Adults, not wanting to be left out of the fun, started “costuming” on Halloween at their favorite bars and pubs.  Soon rewards for the “Best,” “Scariest,” and “Most Original” costumes eroded the practice of donning funny makeup and tattered clothes and grew into an American-sized industry of professionally created costumes that range from gruesome, to political lampoon, to the aesthetically sublime, to the raciest of vice and perversion.  And with the combination of intoxicants and the free-spirited absence of inhibitions from the anonymous disguises, Halloween has spawned a Mardi Gras-like atmosphere of debauchery in many of the most popular watering holes.
The Americanized Halloween (or Beggars’ Night as it is referred to in parts of Ohio, Iowa and Massachusetts) is looked on with suspicion by many European countries, and the expressed threat of “tricks” have spurred some police forces in the United Kingdom to threaten to prosecute parents who allow their children to carry out the "trick" element.  In other parts of Europe, the commerce-driven importation of Halloween is seen with even more skepticism, and in light of numerous destructive or illegal "tricks," suspicions about this trick-or-treat game and Halloween in general have been further raised.
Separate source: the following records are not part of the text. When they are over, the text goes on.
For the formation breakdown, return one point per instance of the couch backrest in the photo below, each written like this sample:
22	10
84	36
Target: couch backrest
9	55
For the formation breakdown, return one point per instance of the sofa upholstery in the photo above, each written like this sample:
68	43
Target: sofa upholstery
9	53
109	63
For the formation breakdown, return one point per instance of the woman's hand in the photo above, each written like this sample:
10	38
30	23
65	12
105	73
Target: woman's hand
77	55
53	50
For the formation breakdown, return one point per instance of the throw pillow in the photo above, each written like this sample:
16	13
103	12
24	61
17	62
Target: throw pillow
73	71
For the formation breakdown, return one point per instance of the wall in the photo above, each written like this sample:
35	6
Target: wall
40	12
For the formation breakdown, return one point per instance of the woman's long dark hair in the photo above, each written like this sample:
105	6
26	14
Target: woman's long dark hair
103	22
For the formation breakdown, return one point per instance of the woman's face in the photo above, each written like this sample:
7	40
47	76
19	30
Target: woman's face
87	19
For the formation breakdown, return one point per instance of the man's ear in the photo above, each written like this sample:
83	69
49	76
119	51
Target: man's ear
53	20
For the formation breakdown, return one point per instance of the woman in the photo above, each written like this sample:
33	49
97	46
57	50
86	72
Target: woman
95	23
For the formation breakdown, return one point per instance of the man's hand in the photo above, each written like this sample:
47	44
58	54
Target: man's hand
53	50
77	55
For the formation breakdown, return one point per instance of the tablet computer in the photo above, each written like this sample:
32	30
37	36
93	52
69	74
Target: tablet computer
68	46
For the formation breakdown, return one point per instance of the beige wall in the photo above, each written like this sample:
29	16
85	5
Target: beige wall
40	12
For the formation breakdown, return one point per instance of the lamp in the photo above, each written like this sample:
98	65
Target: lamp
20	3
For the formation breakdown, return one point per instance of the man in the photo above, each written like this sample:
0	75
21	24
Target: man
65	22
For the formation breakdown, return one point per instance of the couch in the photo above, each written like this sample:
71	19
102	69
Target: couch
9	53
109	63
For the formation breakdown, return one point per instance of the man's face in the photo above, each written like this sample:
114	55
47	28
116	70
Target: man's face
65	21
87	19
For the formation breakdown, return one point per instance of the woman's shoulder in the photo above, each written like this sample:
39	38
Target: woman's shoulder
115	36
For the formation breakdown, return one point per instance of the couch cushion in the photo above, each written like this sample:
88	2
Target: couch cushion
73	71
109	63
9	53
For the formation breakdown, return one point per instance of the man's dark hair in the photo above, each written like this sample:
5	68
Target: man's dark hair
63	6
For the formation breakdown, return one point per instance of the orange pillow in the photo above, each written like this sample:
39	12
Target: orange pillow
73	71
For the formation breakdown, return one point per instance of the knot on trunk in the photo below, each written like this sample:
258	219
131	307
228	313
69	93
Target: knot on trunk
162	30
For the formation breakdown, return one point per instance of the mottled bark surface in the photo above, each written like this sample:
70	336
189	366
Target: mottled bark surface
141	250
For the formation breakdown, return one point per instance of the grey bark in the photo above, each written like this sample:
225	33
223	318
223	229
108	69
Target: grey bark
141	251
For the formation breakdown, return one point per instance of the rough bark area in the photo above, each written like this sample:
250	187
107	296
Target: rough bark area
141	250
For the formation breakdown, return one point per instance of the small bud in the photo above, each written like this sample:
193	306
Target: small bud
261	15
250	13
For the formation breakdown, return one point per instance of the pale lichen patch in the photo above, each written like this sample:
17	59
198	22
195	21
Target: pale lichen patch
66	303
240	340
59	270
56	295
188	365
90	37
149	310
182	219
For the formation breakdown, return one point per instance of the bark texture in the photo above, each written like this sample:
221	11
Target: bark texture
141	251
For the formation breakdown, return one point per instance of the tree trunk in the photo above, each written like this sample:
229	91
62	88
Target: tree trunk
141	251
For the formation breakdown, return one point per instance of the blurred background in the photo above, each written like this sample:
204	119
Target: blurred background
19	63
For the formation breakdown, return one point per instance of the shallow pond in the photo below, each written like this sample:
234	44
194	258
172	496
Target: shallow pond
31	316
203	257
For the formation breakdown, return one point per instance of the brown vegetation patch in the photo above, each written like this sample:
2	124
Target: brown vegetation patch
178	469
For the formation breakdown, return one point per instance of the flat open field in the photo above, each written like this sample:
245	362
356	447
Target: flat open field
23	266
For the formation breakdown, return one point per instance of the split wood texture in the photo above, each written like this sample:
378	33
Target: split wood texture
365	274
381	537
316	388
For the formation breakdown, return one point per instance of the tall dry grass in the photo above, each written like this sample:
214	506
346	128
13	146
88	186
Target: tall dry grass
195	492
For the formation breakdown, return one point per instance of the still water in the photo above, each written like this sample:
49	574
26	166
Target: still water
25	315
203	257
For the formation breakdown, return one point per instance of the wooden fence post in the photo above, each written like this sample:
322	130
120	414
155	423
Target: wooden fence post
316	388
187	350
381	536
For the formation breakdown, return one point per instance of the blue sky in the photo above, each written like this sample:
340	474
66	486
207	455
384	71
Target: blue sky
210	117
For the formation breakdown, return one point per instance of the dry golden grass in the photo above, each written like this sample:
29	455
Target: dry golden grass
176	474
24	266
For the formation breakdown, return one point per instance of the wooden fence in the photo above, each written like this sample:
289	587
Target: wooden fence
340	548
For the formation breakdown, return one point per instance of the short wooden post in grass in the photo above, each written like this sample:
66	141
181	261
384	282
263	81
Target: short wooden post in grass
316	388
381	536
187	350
It is sometimes fun to pull back the curtains of innocence and peek at the naked roots of our ever evolving culture.  A simple children’s holiday that rose from the superstitions of zombie-like mischief-makers, to medieval pay-for-prayer begging, to guising on parade, and finally the debaucheries of over-imbibed adults, our commercialized version of Halloween now dominates the month of October and marks the onset of the holiday season.

Happy Samhain, everyone! 

1 comment:

  1. When all other superstitions and apparitions have receded into the vaguest memory this one is likely to survive. Any excuse for a legalised beg for confectionary with menaces.